As kids, we ache to grow older; as adults, we ache for childhood. The Tribune shares three childhood books that capture this longing.
The Little Prince by Antoine de Saint-Exupéry – Bianca Sugunasiri, Arts and Entertainment Editor
Grown-ups become preoccupied with the most inconsequential matters. Peering at the world blindly, they neglect what is laid bare in their hearts, unsure of what they’re searching for. They forget everything that was once painfully obvious as children.
The Little Prince is a story of a stranded pilot once discouraged from drawing elephant-eating-boa constrictors, and the clever little prince he meets in the desert—a child tired of always and forever explaining things to grown-ups. The little prince is a character full of wonder, and wiser than most every grown-up I’ve ever met. His inquisitive heart never relinquishes a question once asked. In his dedication, author Antoine de Saint-Exupéry notes that although all grown-ups were once children, few remember it.
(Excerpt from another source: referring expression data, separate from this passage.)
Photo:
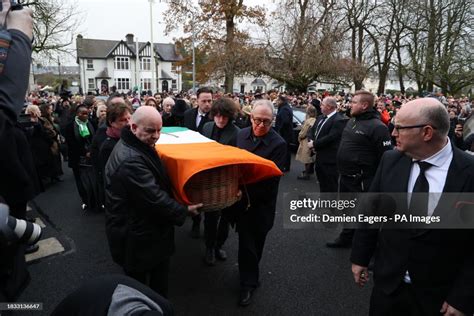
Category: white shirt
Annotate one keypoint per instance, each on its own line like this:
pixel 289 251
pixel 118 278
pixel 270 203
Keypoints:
pixel 327 118
pixel 436 175
pixel 199 117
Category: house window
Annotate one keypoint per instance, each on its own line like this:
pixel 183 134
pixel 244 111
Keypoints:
pixel 90 64
pixel 122 63
pixel 145 64
pixel 91 84
pixel 122 83
pixel 146 84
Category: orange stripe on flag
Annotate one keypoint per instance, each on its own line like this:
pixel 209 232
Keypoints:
pixel 182 161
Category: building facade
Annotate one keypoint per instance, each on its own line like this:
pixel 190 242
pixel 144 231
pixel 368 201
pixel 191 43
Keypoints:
pixel 127 65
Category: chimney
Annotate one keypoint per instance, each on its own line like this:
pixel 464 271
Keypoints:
pixel 129 38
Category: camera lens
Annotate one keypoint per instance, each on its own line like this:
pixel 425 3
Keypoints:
pixel 27 232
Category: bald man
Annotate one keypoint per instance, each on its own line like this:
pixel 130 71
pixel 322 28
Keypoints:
pixel 422 271
pixel 140 210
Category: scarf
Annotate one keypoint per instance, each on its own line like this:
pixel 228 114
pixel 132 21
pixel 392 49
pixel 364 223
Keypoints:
pixel 83 129
pixel 113 132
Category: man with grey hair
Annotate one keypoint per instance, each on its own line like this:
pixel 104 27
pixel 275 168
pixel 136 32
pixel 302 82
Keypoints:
pixel 256 211
pixel 420 271
pixel 324 138
pixel 140 210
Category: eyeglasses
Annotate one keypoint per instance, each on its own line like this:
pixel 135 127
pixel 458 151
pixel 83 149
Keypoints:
pixel 400 127
pixel 260 121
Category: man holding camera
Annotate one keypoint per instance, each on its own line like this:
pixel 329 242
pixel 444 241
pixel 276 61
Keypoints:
pixel 17 184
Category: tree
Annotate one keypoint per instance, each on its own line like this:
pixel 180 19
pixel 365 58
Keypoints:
pixel 301 47
pixel 439 44
pixel 54 25
pixel 214 23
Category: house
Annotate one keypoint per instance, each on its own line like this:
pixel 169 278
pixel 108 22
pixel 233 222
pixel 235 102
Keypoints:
pixel 106 63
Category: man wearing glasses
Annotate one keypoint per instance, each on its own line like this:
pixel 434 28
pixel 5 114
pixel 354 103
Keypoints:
pixel 423 271
pixel 257 214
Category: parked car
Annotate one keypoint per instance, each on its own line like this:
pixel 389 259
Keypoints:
pixel 299 117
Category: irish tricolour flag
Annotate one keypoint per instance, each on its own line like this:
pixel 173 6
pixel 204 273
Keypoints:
pixel 185 153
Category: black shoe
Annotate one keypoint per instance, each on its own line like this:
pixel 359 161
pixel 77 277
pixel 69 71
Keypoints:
pixel 210 258
pixel 245 297
pixel 195 232
pixel 31 249
pixel 339 243
pixel 303 176
pixel 221 254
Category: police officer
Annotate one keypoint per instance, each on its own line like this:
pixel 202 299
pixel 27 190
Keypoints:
pixel 364 139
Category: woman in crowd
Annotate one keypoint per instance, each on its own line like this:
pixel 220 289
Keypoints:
pixel 53 169
pixel 151 101
pixel 304 153
pixel 168 104
pixel 79 135
pixel 222 130
pixel 177 114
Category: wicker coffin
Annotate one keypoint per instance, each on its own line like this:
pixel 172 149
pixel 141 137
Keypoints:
pixel 216 188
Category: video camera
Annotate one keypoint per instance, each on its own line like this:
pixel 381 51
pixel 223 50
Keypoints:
pixel 13 229
pixel 14 5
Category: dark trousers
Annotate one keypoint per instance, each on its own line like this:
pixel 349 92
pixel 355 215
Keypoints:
pixel 406 300
pixel 327 176
pixel 251 243
pixel 216 229
pixel 79 184
pixel 156 279
pixel 287 165
pixel 347 185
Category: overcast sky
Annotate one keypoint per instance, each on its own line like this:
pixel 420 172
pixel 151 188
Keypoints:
pixel 113 19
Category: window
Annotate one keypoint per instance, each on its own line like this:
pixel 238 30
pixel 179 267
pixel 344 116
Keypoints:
pixel 90 64
pixel 122 83
pixel 145 63
pixel 91 84
pixel 146 84
pixel 122 63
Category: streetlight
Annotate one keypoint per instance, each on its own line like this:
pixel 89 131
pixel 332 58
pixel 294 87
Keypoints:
pixel 153 67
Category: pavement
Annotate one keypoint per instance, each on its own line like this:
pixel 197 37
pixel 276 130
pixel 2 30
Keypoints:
pixel 299 275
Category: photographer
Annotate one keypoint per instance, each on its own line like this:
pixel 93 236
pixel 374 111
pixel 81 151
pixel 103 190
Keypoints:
pixel 17 184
In finishing this book, you find yourself with more questions than you would’ve thought to ask—why is it that when making a new friend, grown-ups only ask about inconsequential things like their age, but never what their voice sounds like, or whether they collect butterflies? You will also follow the little prince to otherworldly places: Secrets in the land of tears, a planet with forty-four sunsets, and a glass dome with a tamed rose inside. He reminds grown-ups that their “matters of consequence” matter very little. The Little Prince is a book which you will mourn after finishing. It will leave you listening for the golden-haired prince laughing amongst every interaction you will have.
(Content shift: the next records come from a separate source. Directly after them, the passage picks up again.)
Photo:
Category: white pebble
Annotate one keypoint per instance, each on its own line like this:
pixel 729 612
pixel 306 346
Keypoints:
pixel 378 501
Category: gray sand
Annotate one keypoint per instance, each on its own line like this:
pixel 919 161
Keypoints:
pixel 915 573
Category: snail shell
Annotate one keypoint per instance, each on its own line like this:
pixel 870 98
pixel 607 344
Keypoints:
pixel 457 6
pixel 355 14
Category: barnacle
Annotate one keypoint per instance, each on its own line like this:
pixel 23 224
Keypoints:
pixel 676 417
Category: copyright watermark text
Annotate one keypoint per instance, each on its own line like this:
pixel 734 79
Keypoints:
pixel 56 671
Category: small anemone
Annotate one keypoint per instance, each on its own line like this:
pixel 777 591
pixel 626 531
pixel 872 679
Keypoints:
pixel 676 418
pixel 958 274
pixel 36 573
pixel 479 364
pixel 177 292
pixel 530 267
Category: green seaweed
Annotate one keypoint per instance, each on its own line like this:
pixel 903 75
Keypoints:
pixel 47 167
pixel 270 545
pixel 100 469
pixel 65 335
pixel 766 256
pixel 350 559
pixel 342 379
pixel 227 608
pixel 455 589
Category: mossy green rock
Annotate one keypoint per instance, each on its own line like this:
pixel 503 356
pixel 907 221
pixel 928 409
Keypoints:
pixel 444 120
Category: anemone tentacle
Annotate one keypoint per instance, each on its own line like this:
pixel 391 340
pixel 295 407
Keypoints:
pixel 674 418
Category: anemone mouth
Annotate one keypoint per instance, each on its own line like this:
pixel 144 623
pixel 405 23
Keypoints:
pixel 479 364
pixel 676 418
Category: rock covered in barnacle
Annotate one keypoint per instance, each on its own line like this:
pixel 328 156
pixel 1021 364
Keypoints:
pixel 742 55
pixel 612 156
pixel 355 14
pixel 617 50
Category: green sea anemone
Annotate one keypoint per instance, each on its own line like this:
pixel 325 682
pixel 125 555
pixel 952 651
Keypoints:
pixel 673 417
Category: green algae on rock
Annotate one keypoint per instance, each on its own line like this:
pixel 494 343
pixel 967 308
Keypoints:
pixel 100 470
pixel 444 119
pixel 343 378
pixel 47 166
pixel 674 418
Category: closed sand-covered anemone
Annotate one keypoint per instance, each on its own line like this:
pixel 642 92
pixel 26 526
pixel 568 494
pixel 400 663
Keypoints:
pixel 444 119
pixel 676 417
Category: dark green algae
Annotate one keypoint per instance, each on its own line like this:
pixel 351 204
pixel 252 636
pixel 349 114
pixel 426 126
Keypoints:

The Phantom Tollbooth by Norton Juster – Alexandra Lasser, Arts and Entertainment Editor
Though it’s difficult to pick a single moment that began my love of literature, reading the first pages of Norton Juster’s The Phantom Tollbooth is definitely in the running. The story follows Milo, a young boy bored with life, until a mysterious tollbooth appears and whisks him away to a land of imagination and endless wordplay. There he learns that the ordinary is not always boring, and that one can make an adventure out of every day. Juster’s world-building conjures images as vivid today as they were upon first reading. It is a novel that isn’t afraid to dive into the ridiculous, hysterical nonsense that children—and adults, secretly too—find amusing.
For all those longing for a world unburdened by the everyday routines that melt weeks into years, The Phantom Tollbooth escapes the confines of time and space as the princesses, Rhyme and Reason, are missing. Milo and readers are charged to tackle the beautiful chaos of the world to restore logic and meaning to life. As a student, the pressure of work and assignments makes the idea of a world without structure enticing, and Juster appeases that, but not without a lesson. Chaos is not sustainable; eventually, rhyme and reason must return to grant purpose and organization to a society, leaving readers to appreciate the consistency of each new day.
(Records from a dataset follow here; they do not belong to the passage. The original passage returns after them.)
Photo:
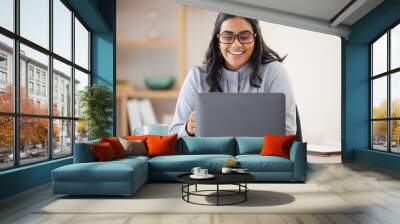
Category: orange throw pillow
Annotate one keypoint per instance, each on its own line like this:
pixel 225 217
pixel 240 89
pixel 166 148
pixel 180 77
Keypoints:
pixel 277 145
pixel 103 152
pixel 136 137
pixel 161 145
pixel 116 145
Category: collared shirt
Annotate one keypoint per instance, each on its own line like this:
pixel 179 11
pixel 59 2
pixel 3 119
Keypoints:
pixel 274 80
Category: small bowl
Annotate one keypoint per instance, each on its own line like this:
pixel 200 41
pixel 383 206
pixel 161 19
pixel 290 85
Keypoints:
pixel 159 82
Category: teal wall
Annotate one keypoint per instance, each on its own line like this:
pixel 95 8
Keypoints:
pixel 100 17
pixel 355 88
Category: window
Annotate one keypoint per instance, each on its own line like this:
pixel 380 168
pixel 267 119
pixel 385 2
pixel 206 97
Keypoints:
pixel 385 91
pixel 7 14
pixel 35 21
pixel 81 45
pixel 30 72
pixel 62 29
pixel 6 71
pixel 3 61
pixel 44 91
pixel 46 129
pixel 30 87
pixel 37 74
pixel 38 89
pixel 3 72
pixel 3 78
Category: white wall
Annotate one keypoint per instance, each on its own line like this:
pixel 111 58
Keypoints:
pixel 313 63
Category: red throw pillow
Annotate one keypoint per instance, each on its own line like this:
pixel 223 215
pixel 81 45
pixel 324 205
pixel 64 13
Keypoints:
pixel 277 145
pixel 161 145
pixel 116 145
pixel 103 152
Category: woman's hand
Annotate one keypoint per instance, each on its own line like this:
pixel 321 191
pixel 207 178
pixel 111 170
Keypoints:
pixel 191 124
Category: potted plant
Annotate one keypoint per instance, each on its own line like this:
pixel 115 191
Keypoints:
pixel 96 103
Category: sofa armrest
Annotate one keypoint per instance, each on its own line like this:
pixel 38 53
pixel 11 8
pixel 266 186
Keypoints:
pixel 83 152
pixel 298 155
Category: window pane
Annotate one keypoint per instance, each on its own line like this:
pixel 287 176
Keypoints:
pixel 379 135
pixel 6 142
pixel 35 21
pixel 81 132
pixel 395 47
pixel 62 89
pixel 62 138
pixel 6 74
pixel 33 140
pixel 34 78
pixel 81 45
pixel 395 136
pixel 7 14
pixel 379 100
pixel 81 81
pixel 395 94
pixel 379 55
pixel 62 29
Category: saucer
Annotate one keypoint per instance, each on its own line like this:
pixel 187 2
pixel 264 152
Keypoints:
pixel 208 176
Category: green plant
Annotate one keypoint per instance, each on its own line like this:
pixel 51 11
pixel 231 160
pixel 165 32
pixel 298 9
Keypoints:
pixel 96 102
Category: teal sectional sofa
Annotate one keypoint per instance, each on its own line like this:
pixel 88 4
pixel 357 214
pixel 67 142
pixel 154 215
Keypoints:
pixel 125 176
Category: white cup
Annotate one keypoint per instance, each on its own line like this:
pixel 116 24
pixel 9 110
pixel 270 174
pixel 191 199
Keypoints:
pixel 226 170
pixel 203 172
pixel 196 171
Love You Forever by Robert Munsch – Malika Logossou, Managing Editor
As children, we are rarely confronted with the reality of aging, of watching those who care for us grow old. But with time, that innocence fades, and this reality grows closer, scarier, and harder to ignore. Love You Forever by Robert Munsch traces a boy’s life from infancy to adulthood, marked by his mother’s unconditional love for him as expressed through her singing: I’ll love you forever / I’ll like you for always / As long as I’m living / my baby you’ll be. She is present at every stage of his life, even going to her son’s house once he’s grown, opening his bedroom window and crawling inside, collapsing the distance between childhood and adulthood as if it never existed. However, the story shifts as the boy grows older and his mother ages. Their roles reverse as he holds her and sings the same song back, later sharing it with his daughter. Revisiting Love You Forever as an adult reminds readers that love—whether from a parent, guardian, or anyone who shapes us—moves in cycles and endures over time.